There’s no way to write this sentence and have it come off the way I intend (i.e. without seeming arrogant), so here goes:
I’m pretty good at a lot of things—most things, in fact.
Before you roll your eyes or simply close your browser, never to read my egocentric musings again, note that I said “pretty good”. That’s a nebulously low bar to hurdle, is it not?
My point is that I am blessed with the ability to obtain new skills and knowledge easily. I’m not sure why this is, but I think it’s that my mind is adept at seeing patterns and moving toward efficiency. In other words, I can usually figure out what’s working and what isn’t, which means I “pick things up” sooner than most.
I am also cursed with becoming bored remarkably quickly, which means I lose focus WAY before I ever master anything. This frustrates me in retrospect, but I guess it doesn’t frustrate me enough to just immerse myself in something to see if maybe I could be great at something. Before I ever get to that point, something else piques my interest and I’m running off in its general direction.
It’s happened since I was a kid. Whether it was baseball or band, I’ve never had the innate focus, drive, and discipline required to take myself to that next level.
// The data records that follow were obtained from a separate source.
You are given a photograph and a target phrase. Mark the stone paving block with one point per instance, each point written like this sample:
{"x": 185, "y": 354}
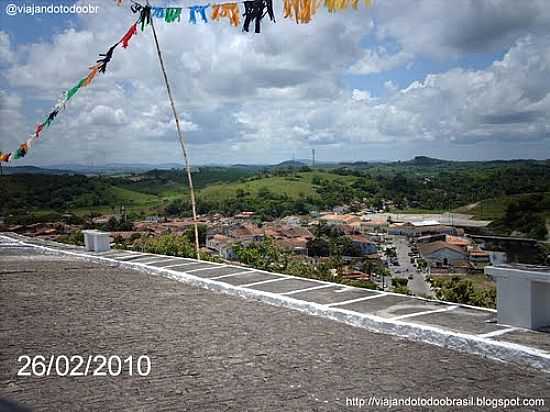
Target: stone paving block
{"x": 191, "y": 266}
{"x": 215, "y": 271}
{"x": 333, "y": 294}
{"x": 287, "y": 285}
{"x": 378, "y": 305}
{"x": 171, "y": 262}
{"x": 248, "y": 278}
{"x": 462, "y": 320}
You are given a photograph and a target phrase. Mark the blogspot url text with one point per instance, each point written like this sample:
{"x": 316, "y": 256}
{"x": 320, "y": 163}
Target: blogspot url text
{"x": 445, "y": 402}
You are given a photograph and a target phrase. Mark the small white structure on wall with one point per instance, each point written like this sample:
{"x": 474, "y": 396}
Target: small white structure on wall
{"x": 523, "y": 295}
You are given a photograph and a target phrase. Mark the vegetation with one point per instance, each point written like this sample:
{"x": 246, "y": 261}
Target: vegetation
{"x": 267, "y": 256}
{"x": 497, "y": 190}
{"x": 476, "y": 291}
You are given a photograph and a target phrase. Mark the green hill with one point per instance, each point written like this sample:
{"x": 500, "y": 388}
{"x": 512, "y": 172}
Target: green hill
{"x": 294, "y": 186}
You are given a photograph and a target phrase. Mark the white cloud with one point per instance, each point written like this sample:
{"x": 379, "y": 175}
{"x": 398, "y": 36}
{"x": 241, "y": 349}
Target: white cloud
{"x": 256, "y": 98}
{"x": 376, "y": 61}
{"x": 6, "y": 54}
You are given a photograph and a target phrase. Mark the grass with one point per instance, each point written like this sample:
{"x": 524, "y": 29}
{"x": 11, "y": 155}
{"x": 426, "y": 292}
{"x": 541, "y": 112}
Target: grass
{"x": 293, "y": 186}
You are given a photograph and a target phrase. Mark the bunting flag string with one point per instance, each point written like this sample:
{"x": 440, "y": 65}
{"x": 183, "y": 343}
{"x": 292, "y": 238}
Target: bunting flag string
{"x": 254, "y": 12}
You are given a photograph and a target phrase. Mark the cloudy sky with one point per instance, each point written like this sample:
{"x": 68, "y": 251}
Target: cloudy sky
{"x": 467, "y": 80}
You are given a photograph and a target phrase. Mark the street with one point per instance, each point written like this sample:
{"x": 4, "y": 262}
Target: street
{"x": 417, "y": 285}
Sure, I could have spent an hour a day doing rotator cuff exercises or doing scales and arpeggios in obscure keys on my trumpet, but there are too many other new things to try, right?
I’ve done some major agonizing over this. Is this a personality flaw on my part? Seriously, is there something wrong with me? Am I just so captivated by new stimuli that I will always chase the new experience instead of taking a deeper look at a familiar one?
I envy those whose path is clear.
5 comments:
Ooohhh, look, something shiney!!!!
Yeah, pretty much.
You forgot bowling. Just imagine the money you could of made rolling jackpot nights around town.
It's MTV's fault with their quick edits and their rock 'n roll music! Ok, so you're a magpie, big deal. I think our society's been gravitating that way for decades - we want instant gratification. We want to have everything, to know everything and we want it now. Who has time to actually do the work to achieve something? I'm not implicating you, just sayin'...
Craig-
Every so often I miss bowling, but never enough to commit a school year to doing it again...especially not a league that got me home after 11pm every Monday like the last year we bowled. But yeah, it's another thing that I took to a certain level and stopped. I didn't have to work very hard to get to 215, but it would have taken a LOT more practice to get to 225--time I felt like spending on other things.
Steaming bowl-
What I wrestle with is whether I'm innately tuned to jump from activity to activity, or if I just haven't found that one thing that will pull me in and make me WANT to immerse myself. I keep hoping it's the latter, but I don't know if that's necessarily better than exploring a bunch of different things. I just have this nagging thought that I'm wasting something by not fully dedicating myself to...something.